Thursday, December 2, 2010

Anthony Hood
Equity Investment Capital
Office: 949-891-0067
Email: tony@equityinvestmentcapital.com
website: www.equityinvestmentcapital.com


Building Strong, Lasting Relationships; One Client at a Time.
Thursday, December 02, 2010
Treasuries and mortgages opened weaker again today following the huge selling yesterday on belief the ECB would continue to support those economies facing possible debt defaults. After Ireland required a bailout Spain and Portugal moved into the queue for their turn. Yesterday the ECB head Jean Claude Trichet was quoted that he would do what is necessary to keep sovereign debt defaults from occurring. Overnight the ECB meeting didn't come out with a US style QE but the bank said will delay its withdrawal of stimulus measures. Spanish bonds and U.K. gas gained, while U.S. Treasuries fell. Trichet said the ECB will keep offering banks unlimited loans through the first quarter. Seven-day, one-month and three- month operations will be tied to the ECB’s benchmark rate, which it left unchanged at 1.0% today. While a step in the correct direction, the bank fell short of what markets thought yesterday when the US stock market rallied and US interest rates increased the most in one day this year.

At 8:15 this morning the 10 yr note rate traded at 3.01% and mortgage prices were down 15/32 (.47 bp). By 9:00 however some improvement; the 10 yr yield fell back to 2.98%, unchanged from yesterday's close and mortgage prices at 9:00 still lower, down 6/32 (.18 bp). Technically the bond, stock and mortgage markets may have over-reacted and prices are approaching near term oversold momentum on most of the oscillators we track. After a move like we had yesterday we should expect increased volatility; early today the stock index futures were looking better but by 9:00 the DJIA futures were hugging unchanged levels.

At 8:30 weekly jobless claims were reported up 26K to 436K, continuing claims at 4.27 mil frm 4.217 mil last week.
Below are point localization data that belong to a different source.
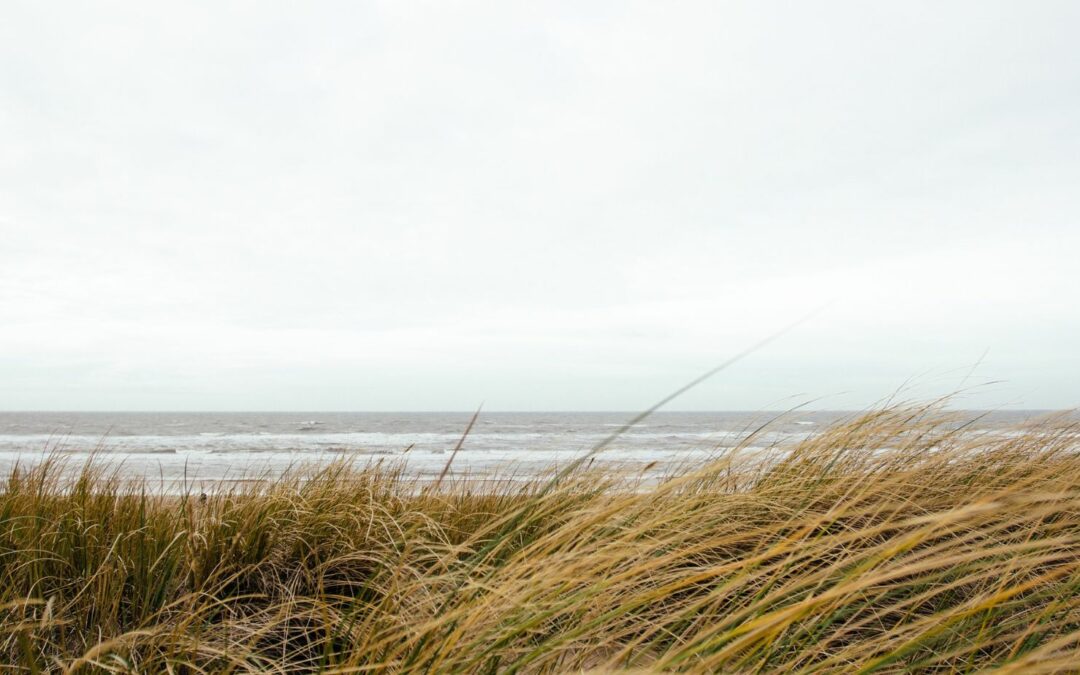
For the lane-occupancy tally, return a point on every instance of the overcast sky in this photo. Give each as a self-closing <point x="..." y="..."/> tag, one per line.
<point x="579" y="205"/>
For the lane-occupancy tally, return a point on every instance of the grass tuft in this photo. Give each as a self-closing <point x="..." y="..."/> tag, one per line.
<point x="898" y="540"/>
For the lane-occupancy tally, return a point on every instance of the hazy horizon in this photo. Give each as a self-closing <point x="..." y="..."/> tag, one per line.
<point x="388" y="206"/>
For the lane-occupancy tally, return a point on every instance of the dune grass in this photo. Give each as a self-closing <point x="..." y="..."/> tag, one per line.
<point x="892" y="541"/>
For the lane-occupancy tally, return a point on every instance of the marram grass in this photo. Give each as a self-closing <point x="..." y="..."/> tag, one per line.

Claims data slightly worse than expected (forecasts were for an increase of 16K) but still the total weekly filings remain under 450K that many had seen as a plus in the employment sector. We don't find any particular substance to the 450K level, traders seem to like it though. Employment in the US is still hardly able to meet the increase in the number of new entrants to the job sector.
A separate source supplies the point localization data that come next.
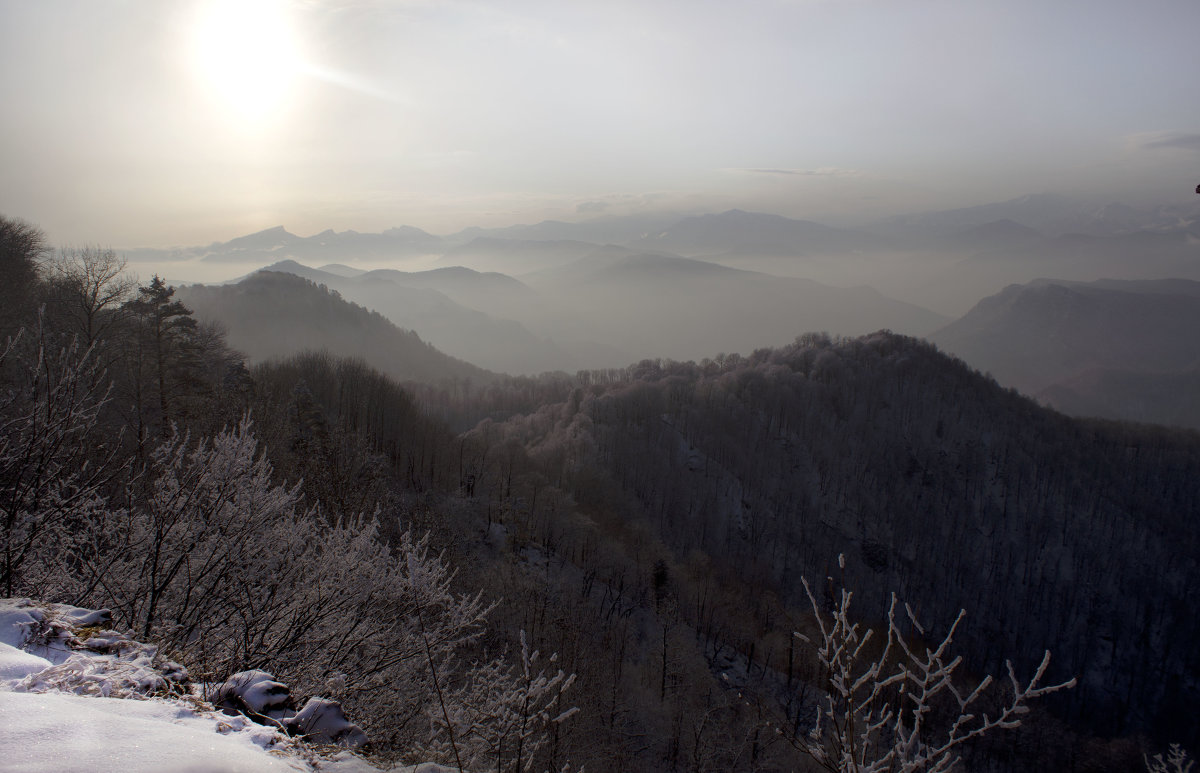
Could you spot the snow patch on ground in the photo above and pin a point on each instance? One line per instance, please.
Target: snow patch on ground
(76, 697)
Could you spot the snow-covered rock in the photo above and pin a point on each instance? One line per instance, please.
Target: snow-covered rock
(323, 720)
(76, 697)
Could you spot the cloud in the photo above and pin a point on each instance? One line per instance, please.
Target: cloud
(822, 172)
(1176, 141)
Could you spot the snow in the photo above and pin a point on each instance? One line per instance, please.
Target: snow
(67, 733)
(57, 717)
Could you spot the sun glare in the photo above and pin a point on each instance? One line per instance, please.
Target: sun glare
(247, 55)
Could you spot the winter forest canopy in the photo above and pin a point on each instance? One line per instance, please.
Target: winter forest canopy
(677, 539)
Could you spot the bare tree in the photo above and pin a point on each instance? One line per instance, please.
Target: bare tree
(898, 707)
(89, 286)
(1177, 761)
(53, 465)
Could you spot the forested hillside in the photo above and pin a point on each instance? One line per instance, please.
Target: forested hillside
(274, 315)
(407, 550)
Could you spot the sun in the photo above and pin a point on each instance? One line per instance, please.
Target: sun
(247, 55)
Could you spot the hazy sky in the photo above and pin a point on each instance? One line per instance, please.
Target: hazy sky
(132, 123)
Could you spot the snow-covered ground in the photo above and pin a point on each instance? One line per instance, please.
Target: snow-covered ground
(77, 697)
That the ECB and EU appear ready to deal with debt problems in Europe took the safety trades into US bond markets away yesterday that had provided support the previous three days is one element sending the US rates higher, however we don't hold that it was the center piece for increased rates. Economic data recently has been beating forecasts implying the economy is in fact slowly recovering, yesterday the ADP people said non-farm private jobs increased by 93K, almost double what was thought. The litany of slightly better data points in the US and China recently has put the nail in the coffin for continued low rates at the moment. Also recall that the Fed has made it clear it wants US inflation higher; the combo of better economic outlook and increased inflation levels increased rates; the likelihood that interest rates will decline now is wishful thinking, rates have seen their best levels. We hear a lot of consternation over the jump in mortgage rates, what we should focus on is that mortgage rates are still at historic low levels. Expecting mortgage rates to fall to 4.00% or lower was never in our thinking, now it is not in anyone's' thoughts.
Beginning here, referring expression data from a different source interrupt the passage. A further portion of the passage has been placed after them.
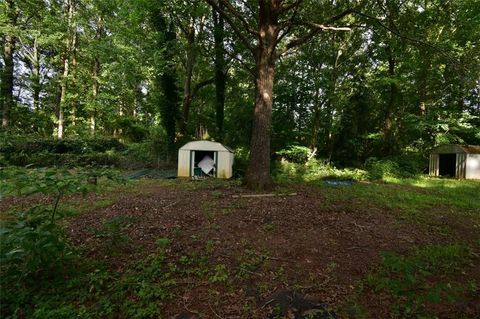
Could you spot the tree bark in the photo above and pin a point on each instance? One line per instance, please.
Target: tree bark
(93, 115)
(387, 129)
(258, 172)
(66, 66)
(36, 84)
(220, 76)
(6, 90)
(187, 86)
(63, 92)
(74, 79)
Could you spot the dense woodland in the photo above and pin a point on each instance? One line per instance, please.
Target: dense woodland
(350, 80)
(331, 108)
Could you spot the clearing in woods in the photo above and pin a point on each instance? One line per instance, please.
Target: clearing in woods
(198, 249)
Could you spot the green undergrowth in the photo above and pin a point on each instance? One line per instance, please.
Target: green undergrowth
(420, 200)
(427, 276)
(92, 290)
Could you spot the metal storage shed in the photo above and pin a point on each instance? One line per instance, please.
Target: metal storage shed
(205, 158)
(459, 161)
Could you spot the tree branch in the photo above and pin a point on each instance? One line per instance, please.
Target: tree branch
(201, 85)
(291, 6)
(316, 29)
(401, 36)
(227, 18)
(239, 16)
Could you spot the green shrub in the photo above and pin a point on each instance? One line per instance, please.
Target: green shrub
(381, 169)
(315, 170)
(41, 152)
(295, 154)
(240, 163)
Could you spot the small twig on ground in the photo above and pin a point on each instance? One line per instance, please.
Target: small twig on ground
(169, 205)
(263, 195)
(216, 314)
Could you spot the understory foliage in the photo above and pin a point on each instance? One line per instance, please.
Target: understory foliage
(402, 80)
(42, 275)
(413, 282)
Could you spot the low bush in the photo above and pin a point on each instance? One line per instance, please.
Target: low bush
(295, 154)
(402, 166)
(315, 170)
(42, 152)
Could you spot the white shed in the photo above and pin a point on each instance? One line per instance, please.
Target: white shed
(205, 158)
(459, 161)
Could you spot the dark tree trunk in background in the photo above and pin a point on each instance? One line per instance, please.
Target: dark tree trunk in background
(220, 75)
(258, 172)
(387, 129)
(168, 83)
(74, 88)
(6, 89)
(36, 84)
(65, 68)
(187, 86)
(93, 114)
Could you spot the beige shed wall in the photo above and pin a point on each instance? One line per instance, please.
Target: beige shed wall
(473, 166)
(225, 162)
(433, 167)
(183, 163)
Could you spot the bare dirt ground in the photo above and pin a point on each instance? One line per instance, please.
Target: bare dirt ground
(300, 245)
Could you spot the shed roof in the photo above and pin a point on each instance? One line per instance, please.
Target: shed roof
(456, 148)
(205, 146)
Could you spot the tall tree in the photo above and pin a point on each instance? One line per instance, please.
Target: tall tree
(261, 29)
(6, 89)
(220, 72)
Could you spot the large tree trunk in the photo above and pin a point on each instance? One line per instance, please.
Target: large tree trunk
(6, 90)
(66, 66)
(63, 93)
(220, 76)
(258, 172)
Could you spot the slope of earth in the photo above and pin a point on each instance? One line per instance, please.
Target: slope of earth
(234, 255)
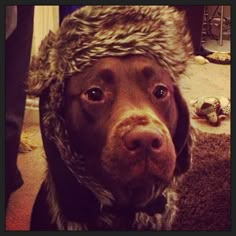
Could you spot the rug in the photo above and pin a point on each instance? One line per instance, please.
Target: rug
(205, 193)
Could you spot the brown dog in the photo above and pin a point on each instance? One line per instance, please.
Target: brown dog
(116, 136)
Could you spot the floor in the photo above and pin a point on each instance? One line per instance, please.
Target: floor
(199, 80)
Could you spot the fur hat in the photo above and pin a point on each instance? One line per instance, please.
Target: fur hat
(91, 33)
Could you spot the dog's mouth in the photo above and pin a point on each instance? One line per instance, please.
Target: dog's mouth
(140, 192)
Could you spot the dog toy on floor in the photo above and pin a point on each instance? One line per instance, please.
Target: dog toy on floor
(212, 108)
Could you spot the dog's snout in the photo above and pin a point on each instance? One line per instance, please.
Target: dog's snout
(143, 139)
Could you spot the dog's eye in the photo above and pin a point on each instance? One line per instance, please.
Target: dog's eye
(160, 91)
(95, 94)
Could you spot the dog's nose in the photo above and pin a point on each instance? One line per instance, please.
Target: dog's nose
(143, 139)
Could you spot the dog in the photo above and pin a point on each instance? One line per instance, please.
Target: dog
(114, 124)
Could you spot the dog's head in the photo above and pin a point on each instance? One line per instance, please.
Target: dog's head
(127, 117)
(110, 107)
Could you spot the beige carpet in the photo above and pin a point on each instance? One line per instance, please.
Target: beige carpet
(205, 202)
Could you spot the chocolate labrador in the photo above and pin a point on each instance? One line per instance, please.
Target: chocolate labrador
(115, 132)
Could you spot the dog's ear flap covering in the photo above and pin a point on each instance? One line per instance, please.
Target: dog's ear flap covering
(41, 72)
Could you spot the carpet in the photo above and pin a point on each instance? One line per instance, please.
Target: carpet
(205, 193)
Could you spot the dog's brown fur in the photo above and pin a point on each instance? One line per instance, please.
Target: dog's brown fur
(115, 145)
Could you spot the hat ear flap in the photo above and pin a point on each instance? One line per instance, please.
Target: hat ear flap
(40, 73)
(182, 138)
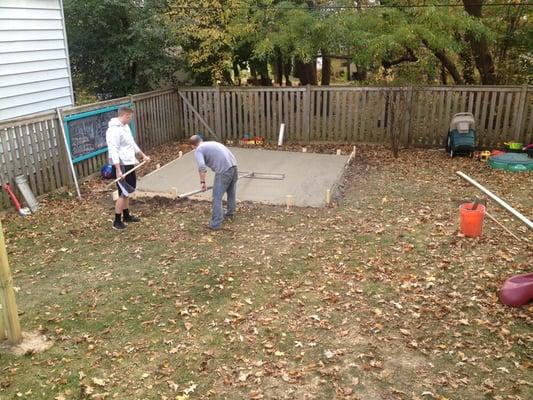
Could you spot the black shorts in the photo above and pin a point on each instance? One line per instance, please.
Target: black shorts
(131, 179)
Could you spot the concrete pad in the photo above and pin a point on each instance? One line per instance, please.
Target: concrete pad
(307, 176)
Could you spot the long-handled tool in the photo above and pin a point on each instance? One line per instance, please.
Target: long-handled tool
(127, 173)
(253, 175)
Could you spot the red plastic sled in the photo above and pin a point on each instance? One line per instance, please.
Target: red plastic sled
(517, 290)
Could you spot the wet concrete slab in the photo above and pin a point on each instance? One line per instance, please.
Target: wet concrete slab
(307, 176)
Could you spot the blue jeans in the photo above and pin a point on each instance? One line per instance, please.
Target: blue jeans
(225, 182)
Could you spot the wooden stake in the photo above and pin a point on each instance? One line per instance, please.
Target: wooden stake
(502, 226)
(7, 296)
(2, 327)
(289, 201)
(126, 174)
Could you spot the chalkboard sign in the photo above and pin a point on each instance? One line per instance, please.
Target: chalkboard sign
(86, 131)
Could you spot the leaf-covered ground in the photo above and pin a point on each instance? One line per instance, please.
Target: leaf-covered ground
(379, 297)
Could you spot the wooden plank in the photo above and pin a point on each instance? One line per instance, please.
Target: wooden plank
(23, 156)
(293, 110)
(63, 174)
(10, 165)
(240, 116)
(190, 104)
(234, 115)
(305, 113)
(431, 131)
(289, 129)
(463, 95)
(364, 116)
(268, 116)
(471, 95)
(522, 107)
(185, 117)
(34, 151)
(356, 115)
(53, 153)
(477, 109)
(45, 162)
(281, 116)
(507, 115)
(500, 110)
(492, 117)
(225, 110)
(256, 130)
(483, 126)
(275, 115)
(343, 105)
(442, 123)
(528, 133)
(324, 98)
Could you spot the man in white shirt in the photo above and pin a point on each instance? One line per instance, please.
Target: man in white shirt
(122, 150)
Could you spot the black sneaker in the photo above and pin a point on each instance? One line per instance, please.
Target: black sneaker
(132, 218)
(119, 225)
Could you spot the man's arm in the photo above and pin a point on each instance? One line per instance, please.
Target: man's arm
(202, 168)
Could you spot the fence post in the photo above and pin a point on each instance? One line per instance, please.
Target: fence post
(64, 161)
(7, 296)
(521, 113)
(218, 114)
(407, 138)
(407, 135)
(307, 114)
(2, 325)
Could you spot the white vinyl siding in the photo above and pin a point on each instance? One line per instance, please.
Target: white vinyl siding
(34, 66)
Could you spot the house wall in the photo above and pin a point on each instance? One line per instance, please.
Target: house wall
(34, 67)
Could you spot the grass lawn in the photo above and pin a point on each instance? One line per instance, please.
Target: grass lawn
(378, 297)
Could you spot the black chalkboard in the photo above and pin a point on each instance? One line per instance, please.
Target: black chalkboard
(86, 132)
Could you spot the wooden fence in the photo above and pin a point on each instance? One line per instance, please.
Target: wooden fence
(418, 116)
(34, 147)
(412, 116)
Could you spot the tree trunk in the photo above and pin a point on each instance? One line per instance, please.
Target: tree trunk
(480, 47)
(306, 72)
(263, 73)
(447, 62)
(287, 68)
(360, 74)
(443, 77)
(468, 66)
(237, 73)
(326, 70)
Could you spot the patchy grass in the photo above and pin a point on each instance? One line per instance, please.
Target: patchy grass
(376, 298)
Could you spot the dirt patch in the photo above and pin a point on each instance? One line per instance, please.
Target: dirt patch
(32, 343)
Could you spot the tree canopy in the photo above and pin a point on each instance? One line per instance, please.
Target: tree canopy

Oct pending home sales out at 10:00, expected down 0.5%, were up a solid 10.5%; pending sales are contracts signed but not yet closed. Yr/yr however pending sales are down 20.5% compared to Oct 2009. The initial reaction added a little gain in stock indexes but no changes in the bond and mortgage markets already weaker.

Tomorrow is employment day; estimates of 145K non-farm private jobs and the unemployment rate unchanged at 9.6%. Trade today should be a lot less hectic than yesterday's strong moves. We are not expecting much change in the rate markets or in the equity markets today ahead of employment tomorrow.